Abstract

With general rigid bead-rod modeling, we recreate shapes of complex macromolecular structures with beads, by rigidly fixing bead positions relative to one another. General rigid-bead rod theory then attributes the elasticity of polymeric liquids to the orientation that their macromolecules develop during flow. For linear viscoelastic behaviors, this theory has been evaluated for just a few very simple structures: rigid rings, the rigid tridumbbell, and three quadrafunctional branched structures.

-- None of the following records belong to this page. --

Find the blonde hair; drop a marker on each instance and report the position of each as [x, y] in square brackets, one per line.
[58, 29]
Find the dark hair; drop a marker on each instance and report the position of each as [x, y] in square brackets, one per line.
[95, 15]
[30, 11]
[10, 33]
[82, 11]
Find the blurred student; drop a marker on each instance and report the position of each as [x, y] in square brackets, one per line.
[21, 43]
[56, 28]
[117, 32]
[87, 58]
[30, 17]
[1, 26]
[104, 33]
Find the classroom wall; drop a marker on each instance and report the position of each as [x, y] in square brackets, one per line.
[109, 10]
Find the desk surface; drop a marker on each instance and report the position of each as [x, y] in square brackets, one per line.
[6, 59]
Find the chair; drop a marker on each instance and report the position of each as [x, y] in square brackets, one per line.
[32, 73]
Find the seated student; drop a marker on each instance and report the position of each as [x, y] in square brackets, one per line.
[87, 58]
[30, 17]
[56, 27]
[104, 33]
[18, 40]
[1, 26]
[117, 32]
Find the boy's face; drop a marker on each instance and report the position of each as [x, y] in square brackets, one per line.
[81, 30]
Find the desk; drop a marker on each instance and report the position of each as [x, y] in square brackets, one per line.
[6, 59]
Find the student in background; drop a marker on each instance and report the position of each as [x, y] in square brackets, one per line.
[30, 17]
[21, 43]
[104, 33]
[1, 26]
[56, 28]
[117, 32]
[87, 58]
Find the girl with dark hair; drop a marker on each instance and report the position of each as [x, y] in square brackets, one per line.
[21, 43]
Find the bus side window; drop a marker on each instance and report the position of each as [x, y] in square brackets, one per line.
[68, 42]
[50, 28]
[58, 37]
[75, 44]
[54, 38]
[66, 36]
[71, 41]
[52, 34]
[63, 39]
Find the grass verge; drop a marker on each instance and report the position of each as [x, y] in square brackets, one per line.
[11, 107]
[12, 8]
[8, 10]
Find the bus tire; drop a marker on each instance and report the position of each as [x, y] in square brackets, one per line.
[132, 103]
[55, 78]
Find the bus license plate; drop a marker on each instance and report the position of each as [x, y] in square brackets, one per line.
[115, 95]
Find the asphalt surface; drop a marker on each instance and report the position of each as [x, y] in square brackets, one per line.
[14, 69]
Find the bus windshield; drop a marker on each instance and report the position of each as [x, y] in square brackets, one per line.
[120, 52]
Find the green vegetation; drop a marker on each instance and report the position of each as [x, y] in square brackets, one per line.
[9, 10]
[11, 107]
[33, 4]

For oscillatory shear flow, the frequency dependencies of both parts of the complex viscosity are, at least qualitatively, predicted correctly. In this paper, we use general rigid-bead rod theory for the most complex macromolecular architectures to date. We thus explore the role of helix geometry on the complex viscosity of a helical polymeric liquid. Specifically, for both singly and doubly helical structures, we investigate the effects of helix radius, flight length, helix length, and the number of beads per flight on the complex viscosity function, the fluid relaxation time, and the zero-shear values of the steady shear viscosity and of the first normal stress coefficient. As a worked example, we examine specifically deoxyribonucleic acid (DNA). Using general rigid bead-rod theory, we dissect the DNA to see how the first helix, second helix, and then the base pairs each contribute to the complex viscosity. We next explore the rheological implications of gene replication to find that the unzipping of DNA into a pair of single strands is viscostatic.